Of course, the negative side of maintaining logs this way is that some logging will be lost if more log data is written than the program has been configured to store.

syslog-lite only supports logging from a local unix socket -- usually /dev/log. It does not accept any kind of network connection.

syslogd-lite works by maintaining in RAM a list of log messages of configurable size. The default size of the list is 100 messages, but this can be changed. When the list is full, older entries are deleted to make way for new ones.

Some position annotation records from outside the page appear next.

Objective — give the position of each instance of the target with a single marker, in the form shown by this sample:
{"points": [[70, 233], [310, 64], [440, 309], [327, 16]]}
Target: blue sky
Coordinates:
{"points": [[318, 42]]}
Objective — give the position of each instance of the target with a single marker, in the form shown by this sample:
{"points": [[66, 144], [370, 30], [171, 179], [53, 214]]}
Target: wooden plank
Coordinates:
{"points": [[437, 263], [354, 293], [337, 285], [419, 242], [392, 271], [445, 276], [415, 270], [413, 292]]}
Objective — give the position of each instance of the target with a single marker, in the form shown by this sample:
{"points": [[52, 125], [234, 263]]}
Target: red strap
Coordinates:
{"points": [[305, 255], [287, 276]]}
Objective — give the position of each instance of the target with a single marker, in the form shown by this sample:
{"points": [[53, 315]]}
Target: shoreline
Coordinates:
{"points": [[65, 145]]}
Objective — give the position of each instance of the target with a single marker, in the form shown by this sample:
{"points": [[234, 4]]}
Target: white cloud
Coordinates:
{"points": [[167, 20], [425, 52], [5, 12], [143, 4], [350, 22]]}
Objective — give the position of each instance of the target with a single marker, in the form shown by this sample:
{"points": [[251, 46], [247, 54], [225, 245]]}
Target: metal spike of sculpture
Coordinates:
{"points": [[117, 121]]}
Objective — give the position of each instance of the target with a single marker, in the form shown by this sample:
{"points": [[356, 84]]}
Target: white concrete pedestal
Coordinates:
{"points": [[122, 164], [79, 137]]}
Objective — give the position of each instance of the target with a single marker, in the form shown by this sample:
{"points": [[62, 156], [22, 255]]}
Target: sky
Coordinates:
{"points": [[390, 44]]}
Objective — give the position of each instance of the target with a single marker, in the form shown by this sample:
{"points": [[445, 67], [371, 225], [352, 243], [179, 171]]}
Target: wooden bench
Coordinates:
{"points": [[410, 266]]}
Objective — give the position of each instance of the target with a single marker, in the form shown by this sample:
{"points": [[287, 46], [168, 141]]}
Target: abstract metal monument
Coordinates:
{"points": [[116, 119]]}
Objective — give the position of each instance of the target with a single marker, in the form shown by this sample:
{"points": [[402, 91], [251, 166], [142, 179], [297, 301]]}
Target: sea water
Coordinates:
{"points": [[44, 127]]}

At specific time intervals (defaulting to one minute) the list in memory is flushed to the log file -- usually /var/log/messages. A flush to file can be forced by sending the program the USR1 signal.

Build

$ make $ sudo make install

Run

syslogd-lite is designed to be started by some system startup script, or directly by init. It needs to start quite early in the boot sequence, else other processes started at boot will be unable to log. However, at the time syslogd is started, /dev and /var/tmp must exist, and be writable.

Notes

syslogd-lite is designed to run as root. Although it can be made to run as an unprivileged user with suitable choices of sockets and log files, extensive reconfiguration will probably be necessary for the rest of the system to recongize this change.

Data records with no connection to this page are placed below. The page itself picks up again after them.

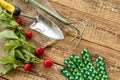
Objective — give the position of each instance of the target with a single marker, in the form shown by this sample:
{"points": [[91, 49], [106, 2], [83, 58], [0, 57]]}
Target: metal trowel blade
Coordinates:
{"points": [[47, 27]]}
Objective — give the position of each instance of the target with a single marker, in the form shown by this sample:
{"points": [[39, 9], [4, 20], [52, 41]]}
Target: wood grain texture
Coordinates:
{"points": [[101, 37]]}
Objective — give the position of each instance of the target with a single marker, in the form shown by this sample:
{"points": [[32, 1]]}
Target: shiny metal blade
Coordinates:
{"points": [[47, 27]]}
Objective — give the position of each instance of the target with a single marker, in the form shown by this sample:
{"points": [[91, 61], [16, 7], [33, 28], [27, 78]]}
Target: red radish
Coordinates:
{"points": [[27, 66], [47, 63], [19, 20], [29, 34], [39, 51]]}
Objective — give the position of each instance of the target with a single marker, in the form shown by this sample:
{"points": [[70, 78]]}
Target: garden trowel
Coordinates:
{"points": [[41, 24]]}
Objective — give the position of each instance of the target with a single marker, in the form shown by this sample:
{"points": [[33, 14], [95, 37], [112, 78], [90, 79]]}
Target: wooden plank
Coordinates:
{"points": [[99, 30], [100, 8], [101, 38]]}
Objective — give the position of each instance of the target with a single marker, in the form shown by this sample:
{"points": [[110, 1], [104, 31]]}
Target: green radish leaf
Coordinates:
{"points": [[7, 68], [27, 57], [19, 54], [6, 59], [8, 46], [28, 53], [8, 34]]}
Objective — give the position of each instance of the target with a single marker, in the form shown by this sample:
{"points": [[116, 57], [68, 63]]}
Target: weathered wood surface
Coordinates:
{"points": [[101, 37]]}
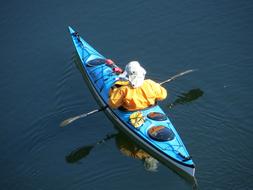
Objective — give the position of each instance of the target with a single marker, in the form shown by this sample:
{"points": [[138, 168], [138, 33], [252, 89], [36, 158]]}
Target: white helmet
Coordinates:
{"points": [[134, 73]]}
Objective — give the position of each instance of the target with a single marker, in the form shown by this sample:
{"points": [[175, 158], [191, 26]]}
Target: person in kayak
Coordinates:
{"points": [[132, 92]]}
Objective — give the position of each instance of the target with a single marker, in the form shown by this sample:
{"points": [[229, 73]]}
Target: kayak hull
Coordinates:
{"points": [[172, 153]]}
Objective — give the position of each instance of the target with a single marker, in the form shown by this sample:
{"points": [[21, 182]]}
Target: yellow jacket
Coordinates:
{"points": [[136, 98]]}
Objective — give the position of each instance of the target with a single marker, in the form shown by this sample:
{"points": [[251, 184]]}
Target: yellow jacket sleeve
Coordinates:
{"points": [[116, 98]]}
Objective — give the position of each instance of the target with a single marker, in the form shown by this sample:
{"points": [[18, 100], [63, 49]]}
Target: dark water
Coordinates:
{"points": [[41, 86]]}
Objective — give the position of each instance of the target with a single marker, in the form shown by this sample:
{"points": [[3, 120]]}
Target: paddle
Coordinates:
{"points": [[72, 119], [177, 75]]}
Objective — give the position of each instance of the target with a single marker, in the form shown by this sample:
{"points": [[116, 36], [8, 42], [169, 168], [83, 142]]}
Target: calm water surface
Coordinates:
{"points": [[41, 86]]}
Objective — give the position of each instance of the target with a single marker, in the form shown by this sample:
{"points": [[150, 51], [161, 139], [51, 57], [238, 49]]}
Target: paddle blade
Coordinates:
{"points": [[68, 121]]}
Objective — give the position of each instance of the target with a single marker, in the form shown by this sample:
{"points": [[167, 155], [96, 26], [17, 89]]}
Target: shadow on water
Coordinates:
{"points": [[84, 151], [187, 97], [127, 148]]}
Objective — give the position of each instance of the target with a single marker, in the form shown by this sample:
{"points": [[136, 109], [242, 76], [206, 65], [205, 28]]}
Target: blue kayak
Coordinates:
{"points": [[156, 134]]}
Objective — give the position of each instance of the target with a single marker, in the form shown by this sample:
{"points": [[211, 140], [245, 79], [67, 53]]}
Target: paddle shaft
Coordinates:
{"points": [[72, 119], [176, 76]]}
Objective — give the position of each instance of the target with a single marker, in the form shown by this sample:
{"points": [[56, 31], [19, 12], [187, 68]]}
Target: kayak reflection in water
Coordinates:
{"points": [[130, 149], [127, 147]]}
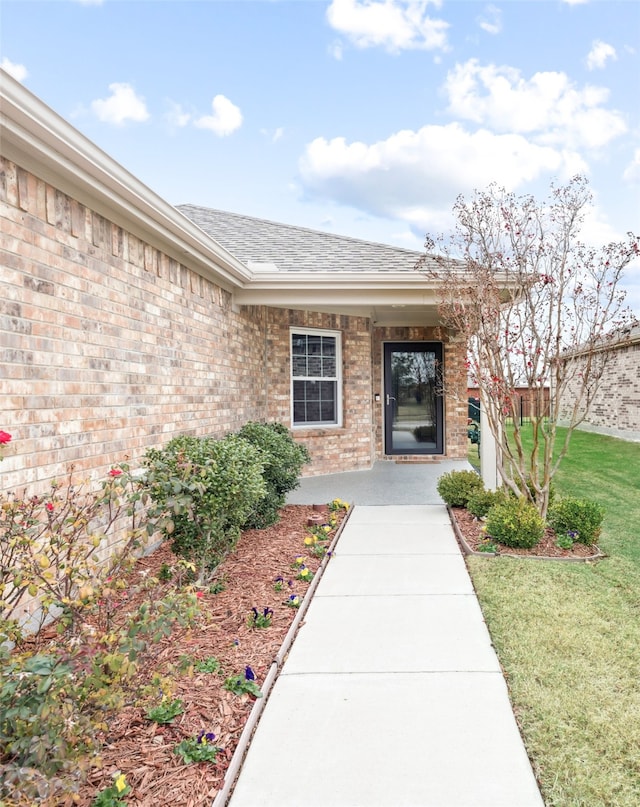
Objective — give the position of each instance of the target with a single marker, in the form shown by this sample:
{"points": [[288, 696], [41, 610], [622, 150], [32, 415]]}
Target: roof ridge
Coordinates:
{"points": [[299, 228]]}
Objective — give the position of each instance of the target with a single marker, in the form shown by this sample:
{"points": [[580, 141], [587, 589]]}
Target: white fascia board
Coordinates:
{"points": [[336, 281], [37, 139]]}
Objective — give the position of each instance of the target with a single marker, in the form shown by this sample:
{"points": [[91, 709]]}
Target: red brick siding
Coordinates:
{"points": [[616, 406], [109, 346]]}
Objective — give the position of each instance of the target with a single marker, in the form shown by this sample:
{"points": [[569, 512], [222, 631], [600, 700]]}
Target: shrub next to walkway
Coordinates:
{"points": [[456, 487], [580, 518], [282, 459], [516, 523], [204, 490]]}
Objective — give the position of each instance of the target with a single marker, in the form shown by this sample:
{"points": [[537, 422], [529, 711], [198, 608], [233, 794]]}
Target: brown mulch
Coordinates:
{"points": [[471, 530], [144, 750]]}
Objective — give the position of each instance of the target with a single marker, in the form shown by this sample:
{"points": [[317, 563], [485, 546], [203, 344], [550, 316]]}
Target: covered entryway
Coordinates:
{"points": [[413, 407]]}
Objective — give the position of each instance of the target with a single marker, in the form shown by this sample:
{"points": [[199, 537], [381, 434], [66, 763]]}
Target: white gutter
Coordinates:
{"points": [[40, 141]]}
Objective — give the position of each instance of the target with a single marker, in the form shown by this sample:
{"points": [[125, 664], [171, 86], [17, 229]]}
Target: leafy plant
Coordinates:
{"points": [[282, 460], [243, 684], [208, 665], [481, 501], [456, 487], [165, 574], [566, 541], [516, 523], [204, 491], [166, 711], [487, 545], [338, 504], [52, 548], [583, 517], [112, 796], [197, 749]]}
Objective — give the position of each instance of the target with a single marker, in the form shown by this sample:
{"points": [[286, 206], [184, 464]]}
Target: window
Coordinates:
{"points": [[315, 378]]}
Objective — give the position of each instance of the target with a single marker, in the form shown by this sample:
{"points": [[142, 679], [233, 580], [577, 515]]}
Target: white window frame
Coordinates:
{"points": [[337, 379]]}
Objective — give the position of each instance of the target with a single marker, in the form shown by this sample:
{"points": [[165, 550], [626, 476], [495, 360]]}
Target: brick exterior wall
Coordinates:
{"points": [[109, 346], [616, 406]]}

Log messages are written out exactly as they are received -- they are not processed in any way.

The longest log message that will be accepted is 2048 bytes -- this is the minimum required by the syslogd RFC. Longer messages than this will be truncated. Messages that take more than one socket packet to transmit will probably also be truncated.

syslogd-lite is probably only usable in custom Linux builds. Most mainstream Linux distributions, even for Raspberry Pi, use systemd, which has its own logging machinery.

It's probably best to disable, or not to run, log rotation daemons like logrotate, as syslogd-lite maintains a fixed size logfile, rotations of which are likely to be very confusing.